Chinese Aviation Industry

Equation

Lieutenant General
Problem is, it's quite a forgotten technology and skill.
A very difficult one to master on top of that.

Most prominent seaplane producers went out of business in late 50s to 60ies, and survivors are but a shadow of former glory.
Be it Shinmeywa or Beriev.
Others haven't produced any new models in decades.

For Chinese designers it's essentially "learn on your own" type of task by now.

Frankly speaking, though, while I like flying boats and amphibs, ag600 seems to be strange to me. It's conventional to the point I don't understand where is this point to bother to build it to begin with.

For countries like Indonesia and Greece with lots of islands with no runways that could use sea planes for commercial use.
 

Gloire_bb

Captain
Registered Member
For countries like Indonesia and Greece with lots of islands with no runways that could use sea planes for commercial use.
Let's see if it will work.
There were lots of such proposals in a variety of roles back then, all of them lost to either land based proposals, helicopters or something else.
For aerial SAR at least, i don't see it working.
 

schenkus

Junior Member
Registered Member
Let's see if it will work.
There were lots of such proposals in a variety of roles back then, all of them lost to either land based proposals, helicopters or something else.
For aerial SAR at least, i don't see it working.

I think the role as fire fighters is the biggest advantage flying boats are offering today, everything else is just a secondary role so that they have uses outside the "fire season" making it easier to justify the cost of buying them.

If they turn out to be efficent fire fighters I can imagine them being exported all over the world (though in small numbers), just because there isn't much of a competition in this role.
 

vincent

Grumpy Old Man
Staff member
Moderator - World Affairs
I think the role as fire fighters is the biggest advantage flying boats are offering today, everything else is just a secondary role so that they have uses outside the "fire season" making it easier to justify the cost of buying them.

If they turn out to be efficent fire fighters I can imagine them being exported all over the world (though in small numbers), just because there isn't much of a competition in this role.

Canada can use a few of them for forest fire and seach and rescue
 

Gloire_bb

Captain
Registered Member
Canada can use a few of them for forest fire and seach and rescue
(1)Canada bying Chinese is rather unlikely, not before some geopolitical earthquake.

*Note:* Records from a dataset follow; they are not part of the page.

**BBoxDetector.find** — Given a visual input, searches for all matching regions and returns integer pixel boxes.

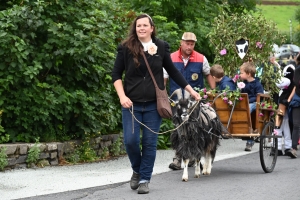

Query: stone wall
[0,134,120,170]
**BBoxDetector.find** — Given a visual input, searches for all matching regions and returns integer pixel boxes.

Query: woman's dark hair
[122,14,156,67]
[294,66,300,87]
[287,60,300,67]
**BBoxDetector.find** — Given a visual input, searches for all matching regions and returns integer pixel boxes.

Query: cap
[181,32,197,42]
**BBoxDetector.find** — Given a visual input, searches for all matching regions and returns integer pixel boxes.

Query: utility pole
[289,19,293,44]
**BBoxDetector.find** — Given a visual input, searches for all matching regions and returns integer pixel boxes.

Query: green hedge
[0,0,131,143]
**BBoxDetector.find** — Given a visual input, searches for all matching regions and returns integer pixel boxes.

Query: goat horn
[184,91,191,99]
[170,88,182,99]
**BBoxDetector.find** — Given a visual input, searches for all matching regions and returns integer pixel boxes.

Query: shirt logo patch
[192,73,198,81]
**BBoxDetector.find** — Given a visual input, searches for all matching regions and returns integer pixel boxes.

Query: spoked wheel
[259,122,278,173]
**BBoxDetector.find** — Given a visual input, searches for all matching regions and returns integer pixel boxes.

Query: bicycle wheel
[259,122,278,173]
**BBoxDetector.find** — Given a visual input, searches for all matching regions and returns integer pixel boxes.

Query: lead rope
[129,101,199,134]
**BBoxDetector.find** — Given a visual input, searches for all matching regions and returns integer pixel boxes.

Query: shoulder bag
[142,50,172,118]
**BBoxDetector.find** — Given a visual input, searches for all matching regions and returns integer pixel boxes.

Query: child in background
[210,64,236,91]
[210,64,236,91]
[240,62,264,151]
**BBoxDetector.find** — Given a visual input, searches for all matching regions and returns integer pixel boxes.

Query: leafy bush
[0,147,8,171]
[0,0,131,142]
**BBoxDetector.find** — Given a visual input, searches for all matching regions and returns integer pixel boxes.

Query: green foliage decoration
[109,137,126,156]
[0,146,8,171]
[0,0,131,142]
[26,138,41,167]
[99,147,109,159]
[208,13,285,95]
[157,119,174,149]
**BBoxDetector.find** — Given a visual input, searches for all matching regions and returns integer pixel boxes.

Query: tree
[0,0,131,142]
[208,13,285,92]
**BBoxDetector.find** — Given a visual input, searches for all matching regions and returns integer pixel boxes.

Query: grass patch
[262,0,300,2]
[255,4,300,33]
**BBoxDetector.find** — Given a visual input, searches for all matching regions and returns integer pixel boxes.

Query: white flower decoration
[148,43,157,56]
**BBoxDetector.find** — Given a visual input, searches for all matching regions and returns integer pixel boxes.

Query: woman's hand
[190,90,201,101]
[120,95,132,108]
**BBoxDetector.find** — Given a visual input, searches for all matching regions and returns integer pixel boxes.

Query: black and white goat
[171,89,224,181]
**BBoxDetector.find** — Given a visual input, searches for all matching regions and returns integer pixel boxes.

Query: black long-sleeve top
[112,38,188,102]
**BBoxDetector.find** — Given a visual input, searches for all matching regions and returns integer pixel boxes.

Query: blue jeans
[122,101,162,183]
[247,102,256,144]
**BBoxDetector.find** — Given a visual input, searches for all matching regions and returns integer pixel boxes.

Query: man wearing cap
[164,32,215,170]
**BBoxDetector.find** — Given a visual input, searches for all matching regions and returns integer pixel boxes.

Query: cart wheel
[259,122,278,173]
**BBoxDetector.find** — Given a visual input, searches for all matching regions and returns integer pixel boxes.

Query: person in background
[112,14,201,194]
[210,64,236,91]
[288,54,300,158]
[240,61,264,151]
[164,32,215,170]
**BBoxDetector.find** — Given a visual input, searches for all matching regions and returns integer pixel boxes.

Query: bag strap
[141,49,159,88]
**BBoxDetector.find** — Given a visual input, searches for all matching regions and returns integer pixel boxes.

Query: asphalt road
[13,140,300,200]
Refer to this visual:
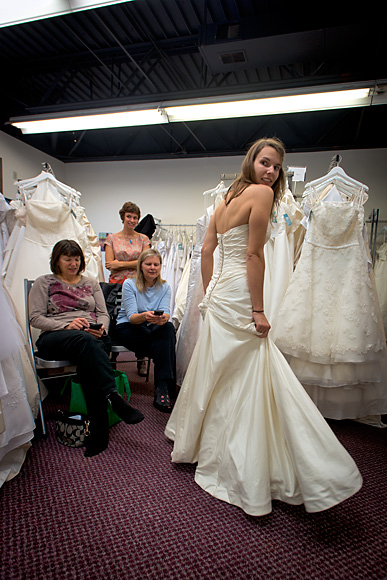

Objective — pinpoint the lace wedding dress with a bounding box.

Not impossible completely, but you can imagine this shitstorm.
(2)Of all countries, Canada has CL-415, which is purpose-built water bomber. Furthermore, they have a recent history of subsidizing air industry.

Competition is either CL-415(much smaller, but purpose-built), Be-200(also jack-of-all-trades type) or US-2(purpose-built SAR, ridiculously expensive, though).

And, perhaps the worst, hordes of old retiring military and civilian cargo planes.
Which aren't nearly as convenient, but they carry alot and they are as cheap as dirt.
For always poor firefighting communities it's important...
 

plawolf

Lieutenant General
Such planes can also be very useful for disaster relief. When a typhoon/hurricane tears through island communities, often there is significant damage to infrastructure, and it may take days or weeks to get airports back up and running, if the islands had airports to start with.

Such seaplanes just need the weather to calm a little and they can land to offload supplies and/or rescue teams and evacuate casualties.

Such large seaplanes will also be immensely useful for large scale SAR, like if a large ship with a lot of crews and/or passengers goes down.

Such seaplanes can fly much further and faster than helicopters, and once on scene, they can land and either take on all survivors, or act as a mobile support base to help keep all the survivors alive until more help arrives to take everyone if there are too many survivors for the seaplane to carry.

Planes like these can save countless lives in the Mediterranean where so many overloaded migrant ships/boats had gone down.

Sadly, that is just an academic capability, as not only would politics make a sale to those European countries nearly impassible, I also don’t see any one of those European governments caring enough about refugee lives to spend hundreds of millions on a fleet of such seaplanes.

But those are all secondary functions. I see the primary function for these seaplanes as to help logistics in the SCS.

All the big islands only have a single airport with limited runways, so having such seaplanes that can land in the harbour and offload/load passengers and cargo at the peer will be immensely useful to help easy the burden on the airports.

It also means the PLA can airlift on men, supplies and heavy equipment even if the runways where damaged.

These seaplanes will also be able to service all the Chinese held islands that do not have an airport.
 

Gloire_bb

Captain
Registered Member
Such seaplanes just need the weather to calm a little and they can land to offload supplies and/or rescue teams and evacuate casualti
They can't, AG-600 isn't R3Y. Others the same.
On the other hand, for military transport planes only basic infrastructure is necessary, as well as relatively short strips.

For truly useful SAR Shinmeywa-like border layer control or other form of nondisturbing STOL feature is very desirable.
Seaplane shall be capable of landing and surviving in a stormy weather. Disasters tend to happen in a bad weather more often than not.
 

by78

General
Construction has finally begun for the first prototype of the Xian MA700 turboprop airliner.